Magnetotactic bacteria biomineralize magnetic minerals with precisely controlled size, morphology, and stoichiometry. These cosmopolitan bacteria are widely observed in aquatic environments. If preserved after burial, the inorganic remains of magnetotactic bacteria act as magnetofossils that record ancient geomagnetic field variations. They also have potential to provide paleoenvironmental information. In contrast to conventional magnetofossils, giant magnetofossils (most likely produced by eukaryotic organisms) have only been reported once before from Paleocene-Eocene Thermal Maximum (PETM; 55.8 Ma) sediments on the New Jersey coastal plain. Here, using transmission electron microscopic observations, we present evidence for abundant giant magnetofossils, including previously reported elongated prisms and spindles, and new giant bullet-shaped magnetite crystals, in the Southern Ocean near Antarctica, not only during the PETM, but also shortly before and after the PETM. Moreover, we have discovered giant bullet-shaped magnetite crystals from the equatorial Indian Ocean during the Mid-Eocene Climatic Optimum (similar to 40 Ma). Our results indicate a more widespread geographic, environmental, and temporal distribution of giant magnetofossils in the geological record with a link to "hyperthermal" events. Enhanced global weathering during hyperthermals, and expanded suboxic diagenetic environments, probably provided more bioavailable iron that enabled biomineralization of giant magnetofossils. Our micromagnetic modelling indicates the presence of magnetic multi-domain (i.e., not ideal for navigation) and single domain (i.e., ideal for navigation) structures in the giant magnetite particles depending on their size, morphology and spatial arrangement.
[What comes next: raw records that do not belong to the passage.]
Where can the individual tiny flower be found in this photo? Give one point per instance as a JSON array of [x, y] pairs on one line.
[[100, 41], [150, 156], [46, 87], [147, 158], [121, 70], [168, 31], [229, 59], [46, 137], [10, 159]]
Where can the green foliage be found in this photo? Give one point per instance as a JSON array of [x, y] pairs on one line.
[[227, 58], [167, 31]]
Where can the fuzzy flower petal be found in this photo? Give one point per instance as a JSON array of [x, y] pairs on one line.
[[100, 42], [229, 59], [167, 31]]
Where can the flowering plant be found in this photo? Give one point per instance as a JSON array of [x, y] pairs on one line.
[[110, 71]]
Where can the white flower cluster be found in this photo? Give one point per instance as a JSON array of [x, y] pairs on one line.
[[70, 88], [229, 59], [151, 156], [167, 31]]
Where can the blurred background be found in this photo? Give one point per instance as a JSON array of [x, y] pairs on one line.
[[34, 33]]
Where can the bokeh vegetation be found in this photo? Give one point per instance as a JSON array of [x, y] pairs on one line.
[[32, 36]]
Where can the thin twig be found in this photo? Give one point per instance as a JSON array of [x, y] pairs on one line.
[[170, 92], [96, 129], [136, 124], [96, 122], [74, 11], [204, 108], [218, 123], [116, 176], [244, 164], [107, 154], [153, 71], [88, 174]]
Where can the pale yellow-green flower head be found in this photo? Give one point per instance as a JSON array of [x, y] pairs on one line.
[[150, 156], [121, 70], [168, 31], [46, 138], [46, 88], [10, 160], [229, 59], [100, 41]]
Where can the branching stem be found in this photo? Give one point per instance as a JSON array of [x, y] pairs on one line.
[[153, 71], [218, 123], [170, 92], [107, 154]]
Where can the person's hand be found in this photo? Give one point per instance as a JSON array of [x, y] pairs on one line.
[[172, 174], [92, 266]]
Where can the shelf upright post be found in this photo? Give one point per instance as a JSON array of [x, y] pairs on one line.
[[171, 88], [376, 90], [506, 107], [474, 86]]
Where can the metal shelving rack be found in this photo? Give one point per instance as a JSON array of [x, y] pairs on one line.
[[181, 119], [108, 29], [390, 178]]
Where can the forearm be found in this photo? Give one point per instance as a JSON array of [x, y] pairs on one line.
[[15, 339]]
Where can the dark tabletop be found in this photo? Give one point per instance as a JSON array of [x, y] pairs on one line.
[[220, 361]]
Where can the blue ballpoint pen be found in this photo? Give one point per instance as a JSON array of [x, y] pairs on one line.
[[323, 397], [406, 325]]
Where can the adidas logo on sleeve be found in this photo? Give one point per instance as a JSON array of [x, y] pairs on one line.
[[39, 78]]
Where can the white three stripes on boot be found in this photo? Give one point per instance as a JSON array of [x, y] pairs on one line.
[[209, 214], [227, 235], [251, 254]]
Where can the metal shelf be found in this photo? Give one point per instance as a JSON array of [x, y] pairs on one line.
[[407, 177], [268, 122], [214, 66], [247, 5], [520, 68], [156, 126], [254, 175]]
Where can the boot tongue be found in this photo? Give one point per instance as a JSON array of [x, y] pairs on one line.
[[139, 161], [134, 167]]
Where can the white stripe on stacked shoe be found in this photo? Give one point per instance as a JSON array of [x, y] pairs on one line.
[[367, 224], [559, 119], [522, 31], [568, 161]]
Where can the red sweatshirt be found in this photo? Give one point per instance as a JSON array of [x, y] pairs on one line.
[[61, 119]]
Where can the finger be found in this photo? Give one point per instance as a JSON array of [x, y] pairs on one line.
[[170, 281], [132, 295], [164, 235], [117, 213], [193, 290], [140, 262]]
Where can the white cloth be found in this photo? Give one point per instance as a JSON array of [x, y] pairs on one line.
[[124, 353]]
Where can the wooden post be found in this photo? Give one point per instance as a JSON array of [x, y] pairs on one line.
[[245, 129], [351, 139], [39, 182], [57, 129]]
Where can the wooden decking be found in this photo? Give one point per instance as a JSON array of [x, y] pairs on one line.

Different giant magnetite crystal morphologies appear to have had different biological functions, including magnetotaxis and other non-navigational purposes. Our observations suggest that hyperthermals provided ideal conditions for giant magnetofossils, and that these organisms were globally distributed. Much more work is needed to understand the interplay between magnetofossil morphology, climate, nutrient availability, and environmental variability.